Medicine
Chapter 7
Section 6.2
Lenses (Intraocular Or Contact)
And Eye Glasses
Issue Date: January 23, 1984
Copyright: CPT
only © 2006 American Medical Association (or such other date of
publication of CPT).
All Rights Reserved.
Revision: C-1, March 10, 2017
1.0 CPT
PROCEDURE CODES
92310 - 92326
2.0 POLICY
2.1 Lenses
must be
either approved for marketing by the U.S.
Food and Drug Administration (FDA)
or subject to an
Investigational Device Exemption (IDE).
See Chapter 8, Section 5.1.
2.2 Lenses
or eye glasses are only cost-shared for the following conditions:
• Contact
lenses for treatment of infantile glaucoma.
• Corneal or scleral
lenses for treatment of keratoconus.
• Scleral lenses to
retain moisture when normal tearing is not present or is inadequate.
• Corneal or scleral
lenses prescribed to reduce a corneal irregularity other than astigmatism.

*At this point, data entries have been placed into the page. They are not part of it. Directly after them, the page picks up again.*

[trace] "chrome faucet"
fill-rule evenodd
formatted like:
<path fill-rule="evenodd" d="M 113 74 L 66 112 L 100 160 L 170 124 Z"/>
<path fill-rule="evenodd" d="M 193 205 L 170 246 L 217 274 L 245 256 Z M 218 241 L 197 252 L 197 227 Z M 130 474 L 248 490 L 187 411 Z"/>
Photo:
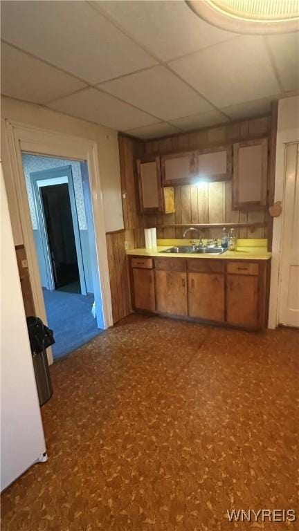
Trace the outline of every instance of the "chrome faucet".
<path fill-rule="evenodd" d="M 190 230 L 195 230 L 197 232 L 197 236 L 198 236 L 199 239 L 199 247 L 203 247 L 203 241 L 201 239 L 201 236 L 200 235 L 199 229 L 196 229 L 194 227 L 190 227 L 188 229 L 185 230 L 185 232 L 183 234 L 183 238 L 185 238 L 187 232 L 189 232 Z M 195 249 L 195 248 L 196 248 L 195 241 L 194 240 L 191 240 L 191 243 L 192 244 L 193 249 Z"/>

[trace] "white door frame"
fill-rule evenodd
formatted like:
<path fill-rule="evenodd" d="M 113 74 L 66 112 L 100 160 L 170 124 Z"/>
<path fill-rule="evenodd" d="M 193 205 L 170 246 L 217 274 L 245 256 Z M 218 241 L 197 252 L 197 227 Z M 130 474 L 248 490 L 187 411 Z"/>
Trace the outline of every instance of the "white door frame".
<path fill-rule="evenodd" d="M 103 306 L 105 328 L 113 326 L 108 257 L 105 230 L 104 208 L 98 169 L 96 142 L 56 131 L 41 129 L 18 122 L 5 120 L 5 134 L 8 147 L 11 175 L 20 212 L 24 244 L 27 253 L 28 271 L 36 313 L 47 322 L 37 256 L 31 224 L 21 151 L 35 155 L 87 160 L 91 192 L 94 231 L 98 272 Z M 53 356 L 49 351 L 49 362 Z"/>
<path fill-rule="evenodd" d="M 276 162 L 274 201 L 282 201 L 285 186 L 286 144 L 299 142 L 299 129 L 278 130 L 276 140 Z M 280 257 L 282 245 L 283 215 L 273 218 L 271 274 L 268 327 L 275 328 L 279 324 Z"/>

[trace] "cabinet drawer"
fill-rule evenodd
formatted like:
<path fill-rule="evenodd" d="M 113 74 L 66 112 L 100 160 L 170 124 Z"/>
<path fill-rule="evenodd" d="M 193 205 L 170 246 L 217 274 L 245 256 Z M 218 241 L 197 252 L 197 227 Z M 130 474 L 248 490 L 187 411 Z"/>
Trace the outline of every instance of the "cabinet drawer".
<path fill-rule="evenodd" d="M 155 268 L 164 271 L 185 271 L 186 261 L 183 258 L 158 258 L 155 260 Z"/>
<path fill-rule="evenodd" d="M 228 262 L 227 272 L 233 274 L 258 275 L 258 263 L 246 263 L 245 262 Z"/>
<path fill-rule="evenodd" d="M 224 273 L 224 263 L 223 260 L 190 258 L 187 261 L 187 270 L 199 273 Z"/>
<path fill-rule="evenodd" d="M 141 269 L 152 269 L 152 258 L 132 258 L 131 261 L 132 268 Z"/>

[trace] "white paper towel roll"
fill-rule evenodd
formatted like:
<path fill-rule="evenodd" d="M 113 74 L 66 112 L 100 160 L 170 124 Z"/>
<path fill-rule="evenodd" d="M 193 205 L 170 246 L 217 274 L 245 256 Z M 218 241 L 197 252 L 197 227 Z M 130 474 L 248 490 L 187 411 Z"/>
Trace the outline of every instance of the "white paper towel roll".
<path fill-rule="evenodd" d="M 150 230 L 151 231 L 151 238 L 152 238 L 152 247 L 156 248 L 156 229 L 153 228 Z"/>
<path fill-rule="evenodd" d="M 145 229 L 145 248 L 152 249 L 152 229 Z"/>

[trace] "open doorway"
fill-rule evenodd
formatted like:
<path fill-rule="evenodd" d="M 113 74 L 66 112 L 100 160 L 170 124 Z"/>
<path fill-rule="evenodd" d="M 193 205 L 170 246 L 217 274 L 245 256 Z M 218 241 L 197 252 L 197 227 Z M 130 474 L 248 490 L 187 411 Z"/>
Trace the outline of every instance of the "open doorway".
<path fill-rule="evenodd" d="M 22 153 L 54 360 L 103 329 L 87 165 Z"/>
<path fill-rule="evenodd" d="M 55 288 L 80 293 L 69 186 L 43 186 L 40 195 Z"/>

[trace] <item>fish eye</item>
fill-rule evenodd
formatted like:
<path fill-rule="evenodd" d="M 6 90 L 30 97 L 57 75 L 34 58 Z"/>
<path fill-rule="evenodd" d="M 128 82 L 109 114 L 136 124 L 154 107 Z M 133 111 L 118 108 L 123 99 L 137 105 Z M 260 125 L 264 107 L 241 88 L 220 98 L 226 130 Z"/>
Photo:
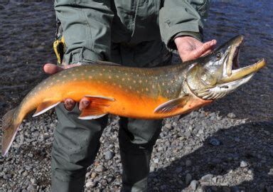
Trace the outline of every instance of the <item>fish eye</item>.
<path fill-rule="evenodd" d="M 215 59 L 216 60 L 219 60 L 222 58 L 222 54 L 220 52 L 216 53 Z"/>

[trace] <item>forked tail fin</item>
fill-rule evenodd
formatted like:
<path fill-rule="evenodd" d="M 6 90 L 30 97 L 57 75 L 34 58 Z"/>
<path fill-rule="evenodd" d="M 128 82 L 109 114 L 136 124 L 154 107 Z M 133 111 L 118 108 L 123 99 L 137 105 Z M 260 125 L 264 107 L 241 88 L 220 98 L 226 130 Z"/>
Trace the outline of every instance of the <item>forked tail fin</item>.
<path fill-rule="evenodd" d="M 5 156 L 14 140 L 21 122 L 18 119 L 18 110 L 16 107 L 7 112 L 2 118 L 2 156 Z"/>

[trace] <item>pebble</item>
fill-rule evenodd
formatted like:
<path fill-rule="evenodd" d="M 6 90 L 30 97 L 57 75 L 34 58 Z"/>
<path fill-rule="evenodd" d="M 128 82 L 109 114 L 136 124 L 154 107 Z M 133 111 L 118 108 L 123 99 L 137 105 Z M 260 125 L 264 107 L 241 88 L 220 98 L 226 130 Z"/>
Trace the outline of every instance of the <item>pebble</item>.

• Intraocular lenses (IOL),
contact lenses, or eyeglasses to perform the function of the human lens,
lost as the result of intraocular surgery or ocular injury or congenital
absence. Benefits for the IOL for this condition are
limited to the standard fixed non-accommodating monofocal IOL, (V2630,
V2631, V2632).
2.3 Benefits
are also specifically limited to
one set of
lenses
related to one of the qualifying eye conditions
listed in paragraph 2.2. A set may also include a combination
of both lenses and eyeglasses when a combination is necessary
and
related to one of the qualifying eye conditions.
2.4 When there
is a prescription change still related to the qualifying eye condition,
a new set may be cost-shared, subject to medical review.
2.5 Reimbursement for a standard
monofocal IOL covered under paragraph 2.2 is
packaged into the payment for the extraction and lens implantation
performed in a hospital on either an inpatient basis subject to
the Diagnosis Related Group (DRG) reimbursement system (see the
TRICARE Reimbursement Manual (TRM), Chapter 6, Section 4, paragraph 3.2)
or outpatient basis subject to Outpatient Prospective Payment System
(OPPS) (see the TRM, Chapter 13, Section 3, paragraph 3.6.4.3) or
in an Ambulatory Surgical Center (ASC) (see the TRM, Chapter 6, Section 4, paragraph 3.2).
For a standard monofocal IOL inserted in a physician’s office, payment
for the IOL is based upon the allowable charge basis.
3.0 EXCLUSIONS
3.1 When the
prescription remains unchanged, replacement for lenses that are
lost, have deteriorated or that have become unusable due to physical
growth are not covered.
3.2 Adjustments,
cleaning, or repairs of glasses are not covered (Current Procedural
Terminology (CPT) procedure codes 92340 - 92371).
3.3 Astigmatism-Correcting Intraocular
Lenses (A-C IOL) (V2787) and Presbyopia-Correcting Intraocular Lenses
(P-C IOL) (V2788) are excluded from TRICARE coverage. Any adjustments, subsequent
treatment, services or supplies required to examine and monitor
the beneficiary who receives an A-C IOL or P-C IOL are also excluded.
These items are excluded and the beneficiary is responsible for
costs associated with these excluded lenses.